MEDICAMENTOS EXPERIMENTAIS
SABRE-Bupivacaína
A tecnologia SABRE (liberação estendida de isobutirato de acetato de sacarose) (Durect Corporation) foi desenvolvida como um sistema de depósito injetável bioerodível com o potencial de liberar uma droga por um período de dias a 3 meses.
Formulação
O sistema de entrega SABRE consiste em isobutirato de acetato de sacarose (SAIB), aditivos e um solvente. SAIB é um derivado hidrofóbico e esterificado de sacarose que existe como um líquido viscoso (Figura 3). O sistema SABRE pode ser misturado com uma droga e injetado por via subcutânea ou intramuscular com uma agulha de calibre 25.
O SABRE-bupivacaína (Posidur™), desenvolvido pela Durect Corporation, aguarda a aprovação do FDA.

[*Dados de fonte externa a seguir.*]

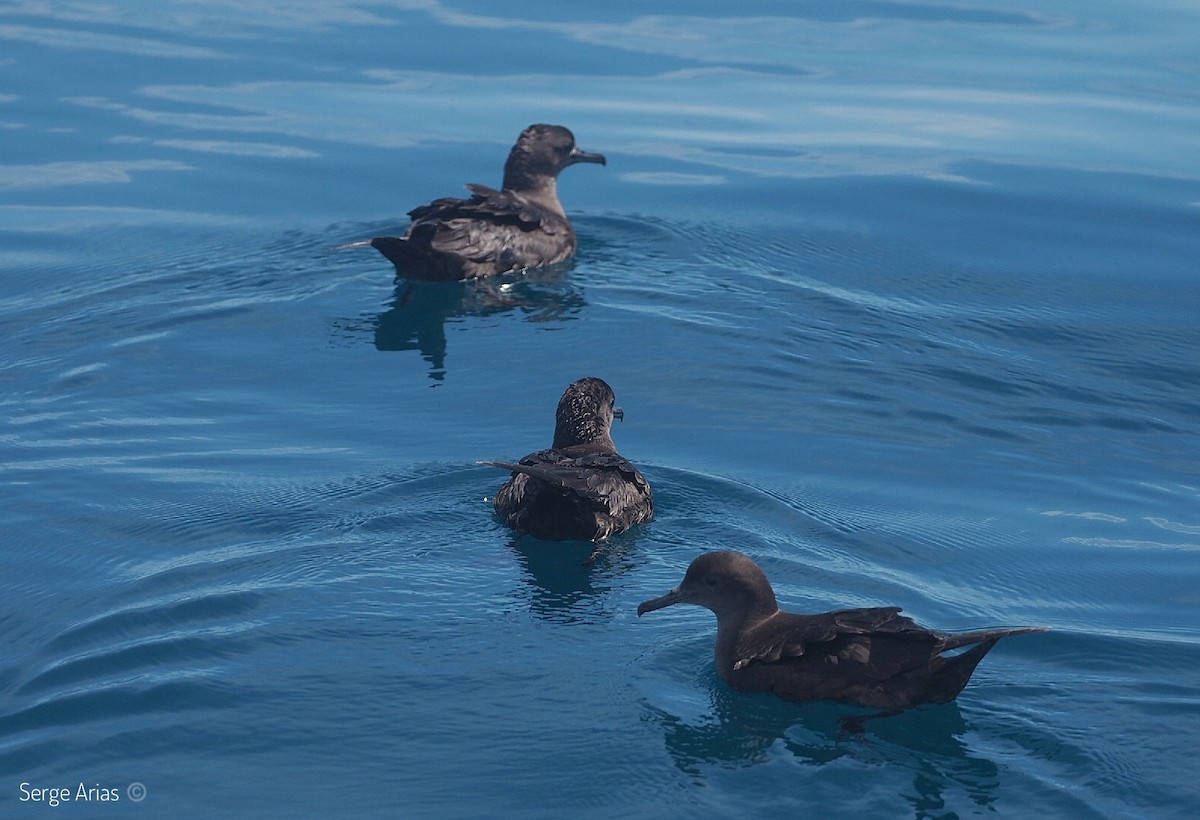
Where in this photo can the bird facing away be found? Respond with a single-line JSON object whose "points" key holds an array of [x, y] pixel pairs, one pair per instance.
{"points": [[580, 489], [493, 232], [865, 657]]}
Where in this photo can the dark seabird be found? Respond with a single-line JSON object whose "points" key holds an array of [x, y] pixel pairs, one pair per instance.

FIGURA 3. Formulação de SABER-bupivacaína.
Dicas NYSORA
- SABER-bupivacaína consiste em um sistema de entrega SAIB que é misturado com LA. Após a infiltração, o sistema de liberação se dissolve nos tecidos.
Farmacologia
Tipo e quantidade de solvente, carga do medicamento e outros aditivos são variáveis possíveis para personalizar a duração da entrega do medicamento. As formulações SABRE podem carregar uma carga útil de até 30%. Na injeção, a droga forma um depósito no tecido subcutâneo e sua liberação começa imediatamente. O sistema de entrega se dissolve in situ, eliminando a necessidade de remoção. Em um estudo comparando diferentes doses de SABER-bupivacaína (12% de bupivacaína), a resposta da concentração da dose exibiu farmacocinética linear. Uma grande revisão de 11 ensaios clínicos com indivíduos saudáveis e submetidos a procedimentos cirúrgicos variados demonstrou um Tmax variado em 24-48 horas (tabela 1). Isso parece diferir com o procedimento cirúrgico, pois o Tmax com administração após a cirurgia do ombro foi menor quando comparado com a cirurgia abdominal. Possivelmente, isso se deve à rápida absorção do fármaco quando confinado a uma área cirúrgica menor.
Evidência Clínica
Em um estudo duplo-cego, randomizado e controlado de 2012 com 124 pacientes que receberam correção de hérnia aberta, o SABER-bupivacaína superou o placebo após a administração no local da cirurgia. Uma dose de 5 mL de SABRE-bupivacaína (12% de bupivacaína) apresentou uma área sob a curva (AUC) significativamente menor para intensidade média da dor de 1 a 72 horas, em comparação com placebo (2.47 vs. 3.61; p = 0036 ). O grupo de 5 mL obteve redução significativa da dor com movimento e consumo de opióides e aumento do tempo para o primeiro opióide quando comparado ao placebo. Notavelmente, a formulação de 2.5 mL de SABER-bupivacaína não atingiu os mesmos níveis de significância. Um estudo multicêntrico, randomizado e duplo-cego de 2014 com 98 pacientes submetidos à cirurgia abdominal mostrou diminuição clínica e estatisticamente significativa da dor por 3 dias em pacientes que receberam SABER-bupivacaína.
Segurança (Safety)
Devido a evidências incompletas de segurança clínica, o FDA não aprovou a aplicação do novo medicamento do SABER-bupivacaína em 2013. Em 2012, Hadj et al não relataram eventos adversos resultantes do SABER-bupivacaína. A cicatrização de feridas não foi alterada entre os grupos. Gan et al não identificaram qualquer evidência de toxicidade da bupivacaína por meio da avaliação dos sinais vitais, exame físico, resultados laboratoriais e monitoramento por Holter.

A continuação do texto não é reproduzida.